The regression task primarily examines the model's ability to represent continuous surface parameters. In the aboveground biomass estimation task, TESSERA achieved the best results across different labeling scales, with lower prediction errors and more continuous spatial distribution. In the forest canopy height inversion task, the model further demonstrated its ability to capture three-dimensional forest structure information, with the estimation results showing the highest agreement with lidar measurement data, effectively recovering the vertical structure characteristics of the forest.
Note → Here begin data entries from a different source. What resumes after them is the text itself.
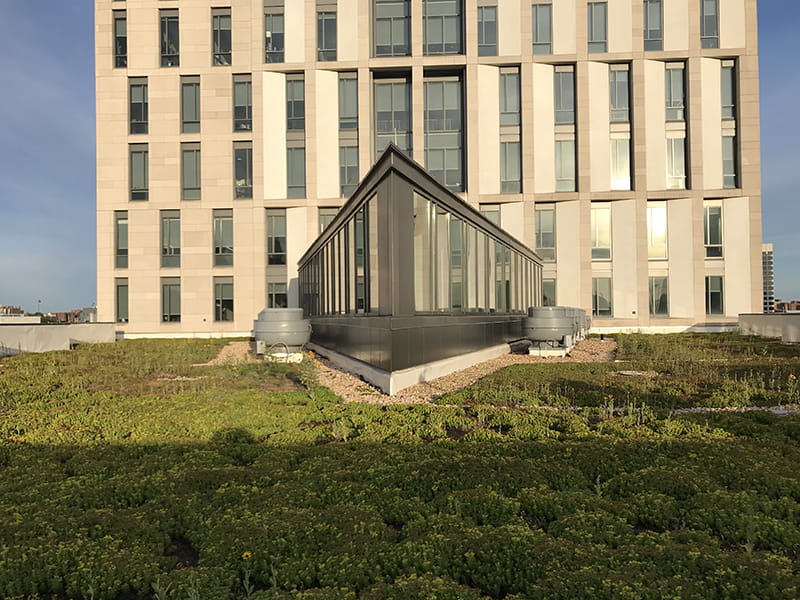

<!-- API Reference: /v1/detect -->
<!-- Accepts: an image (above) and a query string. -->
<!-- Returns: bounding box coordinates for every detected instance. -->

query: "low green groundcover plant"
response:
[0,335,800,600]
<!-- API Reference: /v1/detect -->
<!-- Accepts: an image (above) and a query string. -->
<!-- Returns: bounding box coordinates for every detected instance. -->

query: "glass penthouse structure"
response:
[299,145,542,372]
Based on all experimental results,TESSERA maintains a stable advantage in all three types of tasks: classification, segmentation, and regression, and its advantage is even more obvious under complex conditions such as low annotation, sparse data, and missing observations.Compared to many models that rely on high-quality training data, TESSERA exhibits a more gradual performance degradation in real-world remote sensing scenarios, demonstrating stronger robustness and generalization ability.
Final Thoughts
Do remote sensing foundational models truly require "ideal data"? TESSERA's approach offers a different answer: allowing models to directly engage with incomplete, irregular, and frequently cloud-interferenced observation sequences from the real world, learning feature representations with time-series sampling invariance within a self-supervised framework. This doesn't mean data cleaning is no longer important, but rather suggests that researchers could shift their focus from "cleaning up the data" to "teaching models to handle imperfect data." After all, every satellite image containing clouds is a part of real-world observation. Compared to constantly pursuing more "perfect" data, enabling models to understand the complexities of the real world may be a crucial direction for the generalization of remote sensing foundational models.